I'm back once again, for one of the very few dependable posts on Antick Musings this season. As always, this Monday I have a few books sent to me by the hard-working and book-loving publicists of Big Publishing (or Slightly Smaller Publishing, or sometimes even Not Large At All Publishing). So I'm going to look at them and describe them to you, as if you were sitting right next to me, through the magic of the Internets. Since I haven't read any of these books, it's best to assume that anything I write here that strikes you as odd or unpleasant is actually my mistake, and every one of these books is destined to be the one you clasp to yourself and love forever.
First up is The Exile by C.T. Adams, who is herself one-half of the "Cat Adams" writing team. (Though she seems to provide most of the name, with her partner responsible only for a lonely lower-case 'a.') It's the first book in an urban fantasy series called "The Fae," and no points at all for guessing what magical creatures are most important here. Our heroine is not only half-Fae, but the daughter of the Fae king, brought back to Earth by her witch mother as a young teen when things got too dangerous over there. And she now lives a quiet human life running a magic shop -- until, of course, a battle over the Fae succession spills over into her world as well, and drags her into it. (A fantasy novel entirely about someone living quietly and happily might be neat once in a while, but it's certainly not the done thing.) The Exile is a trade paperback, available from Tor on March 10th.
James Enge's The Wide World's End is at the opposite end of its series: it ends the trilogy called "A Tournament of Shadows," about the young life of his series hero Morlock Ambrosius. (Young is relative here; Morlock has been married for a hundred years when this book opens.) I read one of Enge's books about Morlock, This Crooked Way, a few years back, really enjoyed it, and have been piling up the rest in a so-far-vain hope that I'll find time to read through a bunch of them. (It still may happen.) As far as I can see, all of the Morlock books before this trilogy were standalones, so any of them or the series-opener, A Guile of Dragons, would be a good place to dip into Enge. And I found him to be a darkly entertaining sword-and-sorcery writer, so I do recommend taking a look. Wide World's End is a trade paperback from Pyr, available as of the 17th of February.
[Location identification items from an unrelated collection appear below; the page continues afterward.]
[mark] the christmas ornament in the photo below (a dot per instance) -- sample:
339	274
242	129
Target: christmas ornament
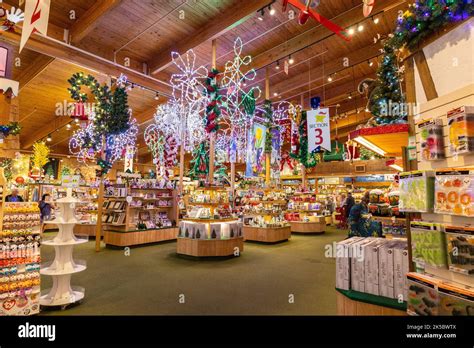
306	12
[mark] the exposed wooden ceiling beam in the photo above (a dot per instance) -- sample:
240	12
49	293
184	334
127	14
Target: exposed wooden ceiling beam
318	33
335	65
60	50
36	67
236	14
90	19
43	132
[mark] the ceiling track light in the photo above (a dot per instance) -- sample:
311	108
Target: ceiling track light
271	10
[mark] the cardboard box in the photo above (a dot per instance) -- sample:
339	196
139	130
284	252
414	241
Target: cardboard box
359	252
400	268
371	265
455	300
343	262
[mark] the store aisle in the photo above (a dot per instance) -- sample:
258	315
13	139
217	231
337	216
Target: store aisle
151	280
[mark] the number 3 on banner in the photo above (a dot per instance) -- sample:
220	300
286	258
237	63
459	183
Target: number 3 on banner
318	138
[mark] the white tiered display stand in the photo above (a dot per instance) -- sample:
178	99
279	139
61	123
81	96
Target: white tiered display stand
64	266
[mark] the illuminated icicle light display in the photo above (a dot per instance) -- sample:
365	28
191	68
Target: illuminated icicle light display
189	102
238	101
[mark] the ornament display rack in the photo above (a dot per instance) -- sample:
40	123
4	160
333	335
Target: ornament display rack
262	211
86	212
439	108
64	266
134	215
20	238
203	233
303	216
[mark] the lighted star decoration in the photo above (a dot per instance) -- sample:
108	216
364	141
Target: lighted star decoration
189	102
237	97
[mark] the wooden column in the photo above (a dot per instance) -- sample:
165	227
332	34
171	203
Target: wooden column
267	97
212	136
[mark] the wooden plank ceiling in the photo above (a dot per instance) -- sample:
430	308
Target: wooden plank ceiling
144	32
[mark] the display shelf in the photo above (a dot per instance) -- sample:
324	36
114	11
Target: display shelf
122	238
24	299
210	220
210	247
223	241
267	234
389	138
123	226
308	227
63	265
76	294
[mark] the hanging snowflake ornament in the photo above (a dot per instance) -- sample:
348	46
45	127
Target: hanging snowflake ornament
238	100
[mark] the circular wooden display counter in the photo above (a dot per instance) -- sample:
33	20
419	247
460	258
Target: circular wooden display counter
317	227
210	247
267	234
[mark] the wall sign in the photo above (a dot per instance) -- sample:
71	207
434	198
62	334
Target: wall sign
319	132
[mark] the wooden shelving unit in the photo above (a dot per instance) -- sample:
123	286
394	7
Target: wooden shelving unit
267	234
210	247
122	229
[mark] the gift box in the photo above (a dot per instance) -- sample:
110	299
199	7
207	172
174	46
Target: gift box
428	244
461	130
454	192
431	140
416	191
460	249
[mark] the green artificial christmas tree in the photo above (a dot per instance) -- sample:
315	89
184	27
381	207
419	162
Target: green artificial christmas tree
200	161
387	102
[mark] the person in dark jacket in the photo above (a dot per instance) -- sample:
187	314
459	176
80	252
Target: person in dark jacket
45	206
14	197
348	204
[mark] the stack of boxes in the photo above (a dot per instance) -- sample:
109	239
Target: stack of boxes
373	265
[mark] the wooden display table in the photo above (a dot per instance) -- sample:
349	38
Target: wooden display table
86	229
267	234
317	227
210	247
350	302
137	237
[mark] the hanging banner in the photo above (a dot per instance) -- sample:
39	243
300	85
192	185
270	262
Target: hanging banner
319	132
36	19
255	159
128	162
276	152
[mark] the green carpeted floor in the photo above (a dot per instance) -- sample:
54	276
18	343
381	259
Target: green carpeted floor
153	279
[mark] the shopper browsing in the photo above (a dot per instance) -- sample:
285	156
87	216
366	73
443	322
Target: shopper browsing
14	197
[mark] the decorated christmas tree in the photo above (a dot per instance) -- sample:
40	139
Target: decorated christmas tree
387	101
200	161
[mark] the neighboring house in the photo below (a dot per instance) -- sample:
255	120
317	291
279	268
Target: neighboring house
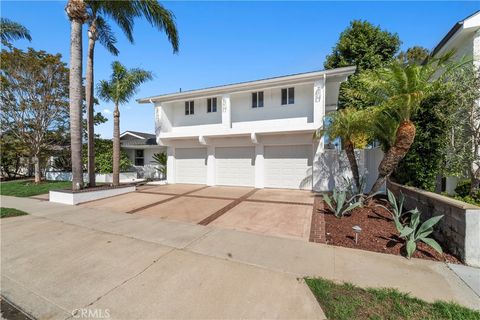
140	148
257	133
464	37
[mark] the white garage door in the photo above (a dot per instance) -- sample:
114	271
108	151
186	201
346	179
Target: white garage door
235	166
288	166
191	165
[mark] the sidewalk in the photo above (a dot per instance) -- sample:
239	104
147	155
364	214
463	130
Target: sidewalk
62	258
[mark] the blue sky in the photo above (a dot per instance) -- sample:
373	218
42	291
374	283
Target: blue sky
225	42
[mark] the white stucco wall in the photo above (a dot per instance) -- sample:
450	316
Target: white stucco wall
302	109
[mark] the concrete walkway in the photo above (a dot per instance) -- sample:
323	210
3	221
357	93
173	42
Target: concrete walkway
64	258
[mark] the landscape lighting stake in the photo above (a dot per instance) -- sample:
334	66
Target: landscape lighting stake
357	231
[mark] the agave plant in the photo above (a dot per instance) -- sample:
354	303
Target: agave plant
414	232
397	208
338	203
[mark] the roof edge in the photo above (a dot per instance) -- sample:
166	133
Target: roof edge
457	26
239	85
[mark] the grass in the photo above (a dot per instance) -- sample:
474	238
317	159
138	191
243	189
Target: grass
11	212
346	301
29	188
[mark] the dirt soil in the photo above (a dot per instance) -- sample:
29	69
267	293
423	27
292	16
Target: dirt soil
378	234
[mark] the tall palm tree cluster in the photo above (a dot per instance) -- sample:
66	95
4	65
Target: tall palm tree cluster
124	82
396	92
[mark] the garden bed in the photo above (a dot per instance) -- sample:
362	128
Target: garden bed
378	234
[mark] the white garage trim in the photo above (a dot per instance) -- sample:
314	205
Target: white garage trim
235	166
191	165
288	166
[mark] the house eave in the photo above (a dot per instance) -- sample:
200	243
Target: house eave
251	85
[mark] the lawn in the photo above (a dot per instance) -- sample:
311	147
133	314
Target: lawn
346	301
29	188
11	212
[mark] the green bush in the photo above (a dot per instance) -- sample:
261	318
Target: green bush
104	157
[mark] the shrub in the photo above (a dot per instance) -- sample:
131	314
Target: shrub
410	229
338	203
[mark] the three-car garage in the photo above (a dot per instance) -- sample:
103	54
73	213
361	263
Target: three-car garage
269	166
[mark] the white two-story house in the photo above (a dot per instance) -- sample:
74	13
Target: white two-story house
257	133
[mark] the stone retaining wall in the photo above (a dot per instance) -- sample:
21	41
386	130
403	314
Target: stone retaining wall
459	230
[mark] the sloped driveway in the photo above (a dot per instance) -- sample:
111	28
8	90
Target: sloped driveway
278	212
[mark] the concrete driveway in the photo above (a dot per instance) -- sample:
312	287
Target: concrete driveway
61	262
278	212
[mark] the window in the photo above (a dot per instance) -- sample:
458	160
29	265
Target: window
189	108
288	96
139	160
212	105
257	99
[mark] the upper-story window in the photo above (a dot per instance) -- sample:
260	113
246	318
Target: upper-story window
257	99
139	159
288	96
189	108
212	105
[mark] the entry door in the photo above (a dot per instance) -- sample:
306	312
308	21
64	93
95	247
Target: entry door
288	166
191	165
235	166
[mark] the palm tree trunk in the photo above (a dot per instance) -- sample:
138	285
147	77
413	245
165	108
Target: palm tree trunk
116	146
38	174
403	141
90	111
350	151
77	14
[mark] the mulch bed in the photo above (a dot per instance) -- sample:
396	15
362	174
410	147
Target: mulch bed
378	234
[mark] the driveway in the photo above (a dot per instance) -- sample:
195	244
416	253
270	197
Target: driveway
277	212
61	259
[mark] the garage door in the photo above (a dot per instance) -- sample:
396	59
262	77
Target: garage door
191	165
235	166
288	166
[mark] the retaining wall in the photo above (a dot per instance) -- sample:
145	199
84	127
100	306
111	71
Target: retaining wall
459	230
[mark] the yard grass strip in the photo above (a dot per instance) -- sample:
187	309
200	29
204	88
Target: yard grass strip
30	188
11	212
346	301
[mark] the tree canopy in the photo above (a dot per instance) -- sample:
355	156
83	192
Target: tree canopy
363	45
34	99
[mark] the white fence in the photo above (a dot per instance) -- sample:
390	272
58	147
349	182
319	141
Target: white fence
106	178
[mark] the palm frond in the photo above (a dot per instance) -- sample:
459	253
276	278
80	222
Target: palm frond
160	17
106	37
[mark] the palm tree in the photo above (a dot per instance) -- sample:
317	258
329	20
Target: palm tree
122	85
123	14
398	90
10	31
351	127
77	13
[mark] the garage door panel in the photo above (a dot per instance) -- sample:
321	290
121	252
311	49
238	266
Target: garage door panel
288	166
235	166
191	165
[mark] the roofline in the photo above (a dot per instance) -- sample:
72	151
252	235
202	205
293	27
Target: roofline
306	76
132	134
450	34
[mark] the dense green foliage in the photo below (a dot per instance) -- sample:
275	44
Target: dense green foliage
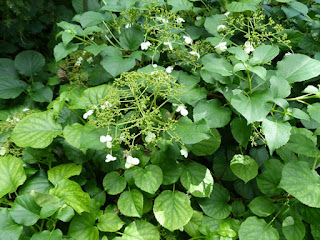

And last for this week is a new original anthology edited by Ellen Datlow, the reigning Queen of all dark genre fiction. (She usually rules the borderland between fantasy and horror, but her forces have influence far into SF, and her eye encompasses all those lands. And if I seem to be making her into Sauron the Editrix, well, I guess my metaphor ran away from me.) The Doll Collection has seventeen brand-new stories about creepy dolls and similar homunculi from folks like Joyce Carol Oates, Carrie Vaughan, Jeffrey Ford, Pat Cadigan, Mary Robinette Kowal, Richard Bowes, and Richard Kadrey. It's a Tor hardcover coming March 10th, and I expect it will keep you up at night.